Cavilación y peripecia, observación y movimiento marcan la pauta de una prosa elegante y vivaz, que reúne las mejores virtudes del narrador y el expositor. Una de ellas, precisamente, la capacidad de afrontar con solvencia la dialéctica entre dinamismo y contemplación, que como dijo Lukács empieza con Platón, llega a su plenitud en Montaigne y, añadamos nosotros, encuentra encarnación final en la antropología. Cuando el fundador del ensayo dice que la constancia es “una mutación menos viva que la inquietud” está refiriendo, no solo su afiliación con una filosofía del dinamismo. Marca también la apertura moderna a una de las posibilidades de la literatura: que por vía de la imaginación y la introspección lo leído alcance el esplendor de lo vivido.
De hecho, uno podría decir que en el mismo Montaigne, en su contemplación de la desnudez aborigen, aparece uno de los gestos inadvertidos de la conciencia antropológica. Que nada de la humana condición nos sea ajeno es la divisa, tanto del escritor contemplativo, como del científico social que entra en el campo y trabaja con la comunidad. No importa, por supuesto, que esta presencia de la variedad humana aparezca tamizada por los libros.
Los orígenes del término “poltrona” son equívocos. Una explicación dice que esta especie de trono del vago, el poltrón, deriva del italiano “poltrone”, una especie de aumentativo de la palabra “pulliter”, que viene de la palabra “puledro”, que significaba “caballo” o “burro joven”. Otra explicación, más hilarante si se quiere, indica que “poltrona” viene en verdad de la expresión latina “pollice truncus” cuyo acrónimo alude a quienes se cortaban el dedo para evadir la milicia en tiempos del Imperio Romano de Occidente.
En este punto, que la palabra “poltrona” tenga en el título el valor de oxímoron ―la contemplativa acción, la activa reflexión― no parece gratuito. Ignoro si al elegir el título Orrego tuvo presentes las implicaciones de esa dialéctica entre actividad y escritura, y menos si sufre la manía quijotesca de lamentarse por no actuar en lugar de escribir. La caprichosa etimología quiere que la palabra “poltrona” connote la ociosidad y la vagancia. Y para mayor escándalo, que ponga de presente la desidia del que evade las responsabilidades del combate recurriendo a la automutilación.

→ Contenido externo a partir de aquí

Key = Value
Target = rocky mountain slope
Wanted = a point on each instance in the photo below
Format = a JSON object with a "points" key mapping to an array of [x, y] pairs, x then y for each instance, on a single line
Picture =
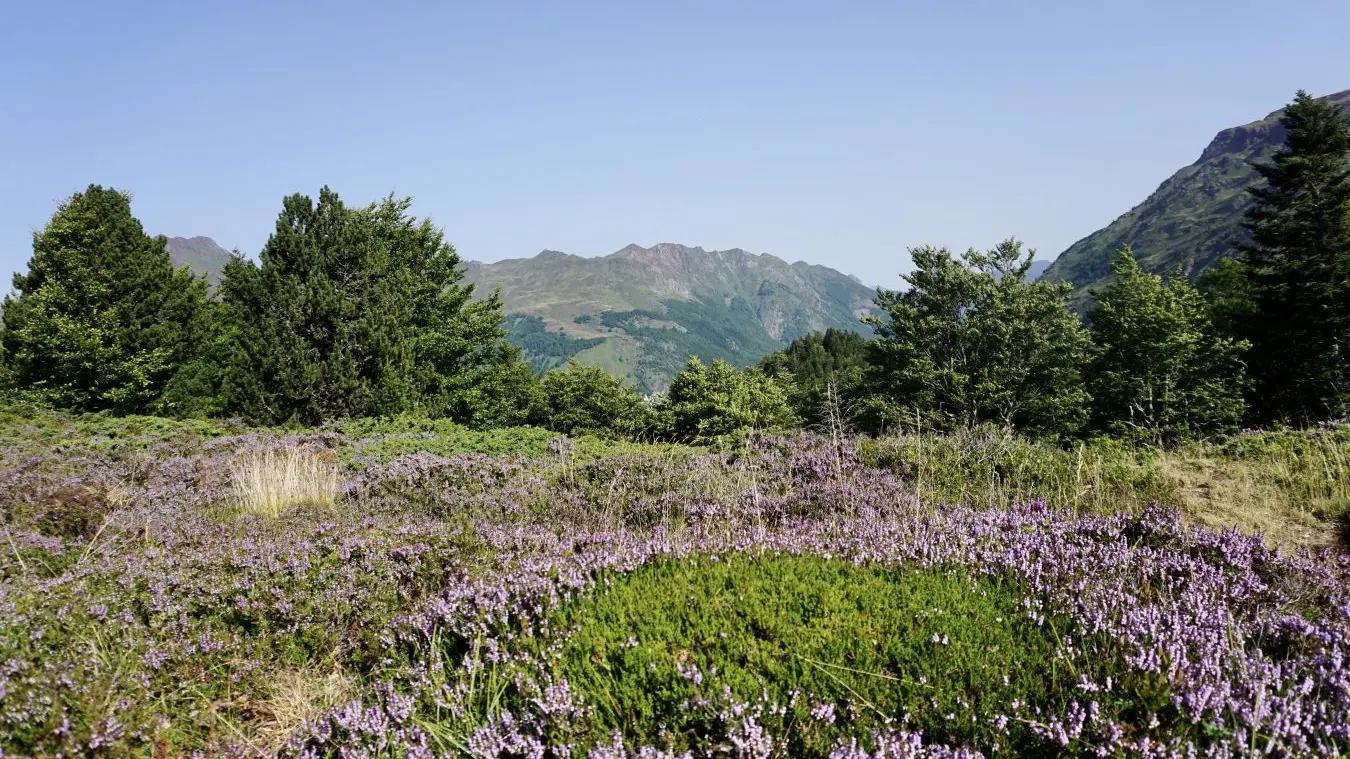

¿Cuál es el pulgar cercenado de la escritura? ¿Qué parte anulada del texto es la que da patente para librarse de las batallas? ¿Es la literatura una suerte de cobardía? ¿Es el refugio en el arte una claudicación? Al parecer, en el intento de ver qué resulta mejor, si el arte o la vida, todos llegan a aceptar una especie de coexistencia solidaria. Lo dice Cervantes en el “Discurso de las armas y las letras”. Y mucho antes Plutarco, cuando se preguntaba si era más lícito recordar a los guerreros griegos o a sus poetas. El antropólogo ―como el ensayista― está a medio camino entre la fruición de la palabra y la agitación de la vida tumultuosa. Y el ensayo, de cierto modo, consuma una de las pocas acciones posibles desde el texto.